Wednesday, September 17, 2014

The Honest Truth On...

What's To Come


It has been a while since I have written anything due to my quest for employment, and it is that quest that brings me here. It seems that the ball is moving, it has taken three months and over one hundred applications for me to receive an interview. The last few days I spent preparing for this interview, most of it trying to sound better, smarter, more qualified than the other faceless candidates. If sending out endless applications seemed depressing, evaluating one’s weaknesses takes the cake. It was during a thought invoked daze at work that I received another call about a position I had applied for. Things are moving. And this is good.

Tomorrow I will drive three hours to my hometown and try to convince a stranger I am an amazing professional, and all I can think about is the summer I was about eight. My neighborhood friends and I created a club (you know, the kind you talk about, but never happens) where we would do “stuff”. But we realized to do “stuff” we needed money. So, the little entrepreneurs we were, we decided to offer our labor in exchange for money. We knocked on a neighbor’s door and told him we would weed his yard for eight dollars. He agreed, and we had our first job.

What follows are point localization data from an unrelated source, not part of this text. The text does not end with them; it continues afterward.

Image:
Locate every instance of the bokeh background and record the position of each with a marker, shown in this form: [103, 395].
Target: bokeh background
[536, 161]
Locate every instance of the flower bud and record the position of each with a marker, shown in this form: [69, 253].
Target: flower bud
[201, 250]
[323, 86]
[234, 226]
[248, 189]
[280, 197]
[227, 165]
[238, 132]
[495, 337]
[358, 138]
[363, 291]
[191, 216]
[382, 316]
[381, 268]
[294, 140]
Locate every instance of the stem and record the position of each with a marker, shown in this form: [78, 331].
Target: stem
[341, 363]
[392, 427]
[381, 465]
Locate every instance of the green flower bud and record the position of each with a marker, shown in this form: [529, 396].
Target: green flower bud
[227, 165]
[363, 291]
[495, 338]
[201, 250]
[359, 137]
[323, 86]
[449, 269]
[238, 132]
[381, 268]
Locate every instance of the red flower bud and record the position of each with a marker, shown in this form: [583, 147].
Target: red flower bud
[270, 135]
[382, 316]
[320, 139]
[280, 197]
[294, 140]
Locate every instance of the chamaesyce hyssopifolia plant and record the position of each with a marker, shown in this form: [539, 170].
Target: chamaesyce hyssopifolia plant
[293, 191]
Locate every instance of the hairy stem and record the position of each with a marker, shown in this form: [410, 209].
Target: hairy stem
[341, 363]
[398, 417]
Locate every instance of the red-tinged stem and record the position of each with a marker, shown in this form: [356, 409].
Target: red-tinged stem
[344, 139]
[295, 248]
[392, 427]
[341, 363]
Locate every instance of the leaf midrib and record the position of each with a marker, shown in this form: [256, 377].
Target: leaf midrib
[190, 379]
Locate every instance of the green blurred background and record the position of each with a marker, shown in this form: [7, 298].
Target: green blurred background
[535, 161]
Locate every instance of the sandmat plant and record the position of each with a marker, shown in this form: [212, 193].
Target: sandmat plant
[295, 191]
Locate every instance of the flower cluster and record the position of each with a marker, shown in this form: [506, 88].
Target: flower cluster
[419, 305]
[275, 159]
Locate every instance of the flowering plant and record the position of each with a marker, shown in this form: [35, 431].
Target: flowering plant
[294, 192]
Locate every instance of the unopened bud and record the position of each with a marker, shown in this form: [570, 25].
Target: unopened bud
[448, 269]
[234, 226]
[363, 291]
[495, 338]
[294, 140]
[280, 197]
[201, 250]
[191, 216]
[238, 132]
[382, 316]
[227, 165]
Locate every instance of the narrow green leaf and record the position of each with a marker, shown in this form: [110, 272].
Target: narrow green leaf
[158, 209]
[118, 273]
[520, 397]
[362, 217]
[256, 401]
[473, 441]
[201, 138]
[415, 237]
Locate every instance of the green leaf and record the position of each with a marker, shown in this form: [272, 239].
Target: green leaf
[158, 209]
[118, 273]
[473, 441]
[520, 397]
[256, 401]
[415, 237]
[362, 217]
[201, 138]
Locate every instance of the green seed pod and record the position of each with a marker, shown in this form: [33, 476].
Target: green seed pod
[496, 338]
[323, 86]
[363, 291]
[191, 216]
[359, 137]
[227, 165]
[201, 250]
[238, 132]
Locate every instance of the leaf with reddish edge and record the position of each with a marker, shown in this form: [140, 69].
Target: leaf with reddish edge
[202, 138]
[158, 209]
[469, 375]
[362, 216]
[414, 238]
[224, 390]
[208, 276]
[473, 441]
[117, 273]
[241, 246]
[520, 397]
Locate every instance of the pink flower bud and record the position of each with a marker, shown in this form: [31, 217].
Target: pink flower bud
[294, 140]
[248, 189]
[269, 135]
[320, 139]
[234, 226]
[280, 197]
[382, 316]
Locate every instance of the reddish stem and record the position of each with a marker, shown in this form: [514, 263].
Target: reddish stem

What we didn’t realize was the size of his backyard. It was everywhere. And it was full of weeds. Everywhere. The three of us spent the morning working on it under his close supervision (because he needed to make sure he got his money’s worth…). We took a lunch break, then got back to work. It took the better part of our day, and by the end of it we were too exhausted to do “stuff”. We each took our cut and rode our bikes home. I made two dollars that day.


That was one of the most important business lessons I ever learned. I look back on that, laugh, and I am glad I was able to have that experience as a child. It was my first taste for what was to come. For some reason, this is what comes to mind the day before I have my first interview as a college graduate.